In this article, we take a look at Google AI search results, which often appear at the top of the search results page when you perform a search on Google. The question we attempt to answer is: is the AI answer better than the standard search result.
In order to answer this question in an (mostly) objective way, we break it into two questions:
- How often does Google provide an AI answer that is correct
- If those correct answers, how often does the first non-AI search result either incomplete or incorrect.
Methodology
To perform this study, we identified 100 questions in many different fields, including programming, biology, history, and geography. Each of these questions has a complicated answer. We purposely didn’t include questions that have simple answers, like “how tall is Mt. Everest?”
Some examples of questions we asked are:
- How to get DocumentFragment children in CKEditor5?
- How is mRNA transported from the nucleus to cytoplasm?
In building our list of questions, we only looked at questions that provided an AI response. The ones without an AI response were omitted.
Results
We found that Google’s AI was correct on an excellent 97% of our questions — but of those we found that it provided a superior answer only 48% of the time.

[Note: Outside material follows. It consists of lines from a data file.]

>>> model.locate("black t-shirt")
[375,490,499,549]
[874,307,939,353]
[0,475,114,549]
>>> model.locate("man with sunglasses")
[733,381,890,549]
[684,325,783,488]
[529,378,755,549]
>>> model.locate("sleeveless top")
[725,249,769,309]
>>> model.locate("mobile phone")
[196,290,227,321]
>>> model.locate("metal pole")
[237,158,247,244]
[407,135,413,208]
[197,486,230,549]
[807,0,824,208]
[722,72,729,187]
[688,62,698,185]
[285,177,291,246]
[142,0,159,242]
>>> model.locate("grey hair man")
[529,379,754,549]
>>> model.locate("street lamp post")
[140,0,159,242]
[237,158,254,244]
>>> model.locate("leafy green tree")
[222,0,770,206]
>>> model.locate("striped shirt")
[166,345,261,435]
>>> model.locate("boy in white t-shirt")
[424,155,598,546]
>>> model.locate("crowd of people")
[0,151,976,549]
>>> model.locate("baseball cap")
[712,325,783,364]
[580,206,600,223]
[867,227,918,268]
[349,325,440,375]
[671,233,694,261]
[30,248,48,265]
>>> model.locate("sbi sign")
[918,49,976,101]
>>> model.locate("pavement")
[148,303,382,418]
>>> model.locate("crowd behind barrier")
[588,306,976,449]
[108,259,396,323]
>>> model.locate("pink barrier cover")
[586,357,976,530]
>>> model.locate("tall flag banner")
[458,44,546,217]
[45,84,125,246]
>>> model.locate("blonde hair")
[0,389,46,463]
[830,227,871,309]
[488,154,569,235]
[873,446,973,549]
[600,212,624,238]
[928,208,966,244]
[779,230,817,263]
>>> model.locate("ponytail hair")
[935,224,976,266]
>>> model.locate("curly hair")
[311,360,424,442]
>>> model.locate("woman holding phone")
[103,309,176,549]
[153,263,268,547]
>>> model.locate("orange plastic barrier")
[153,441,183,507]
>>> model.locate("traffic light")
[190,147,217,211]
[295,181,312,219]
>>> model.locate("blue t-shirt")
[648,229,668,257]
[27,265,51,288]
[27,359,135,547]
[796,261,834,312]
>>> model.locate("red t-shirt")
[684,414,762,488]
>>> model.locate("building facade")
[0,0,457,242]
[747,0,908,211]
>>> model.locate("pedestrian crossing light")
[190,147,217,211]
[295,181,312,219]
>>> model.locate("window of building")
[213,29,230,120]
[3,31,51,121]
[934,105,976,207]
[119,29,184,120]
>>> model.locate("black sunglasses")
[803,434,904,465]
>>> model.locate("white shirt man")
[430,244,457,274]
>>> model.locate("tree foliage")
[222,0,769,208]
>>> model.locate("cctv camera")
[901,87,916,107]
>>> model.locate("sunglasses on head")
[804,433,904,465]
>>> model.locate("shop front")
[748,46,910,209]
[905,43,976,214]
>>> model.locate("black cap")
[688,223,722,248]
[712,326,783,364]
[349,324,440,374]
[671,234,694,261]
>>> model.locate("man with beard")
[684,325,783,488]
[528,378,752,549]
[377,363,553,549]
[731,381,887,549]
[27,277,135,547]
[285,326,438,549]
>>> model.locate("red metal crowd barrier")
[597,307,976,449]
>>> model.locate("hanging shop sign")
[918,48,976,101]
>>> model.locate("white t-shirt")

But we found that the reason Google’s AI was so often correct was that it chose to answer only a small percentage of questions. That is, for most of the original questions we came up with for this study, less than 5% were actually usable. For the rest, Google provided no AI answer.
So while Google’s AI did an excellent job at correctly answering questions that it answered, the actual number of tough questions that Google’s AI answered was small.
Notably, Google’s AI provided the best answers to programming and tech questions. For these questions, it was able to provide in-depth answers specific to the questions. In contrast, the top search results were more general or incomplete. This may be because (among other things) there is the largest set of training data for programming and tech answers.
Google’s AI search results differ from GPT in that they don’t tend to answer questions where it is not confident of the response. Therefore, the correct response percentages are high.
Conclusion
While Google AI tends to provide correct responses to search queries. What is notable is the number of queries that the AI doesn’t try to answer. Google is doing a good job of limiting the answers to questions that the model is confident about, instead of trying to answer everything.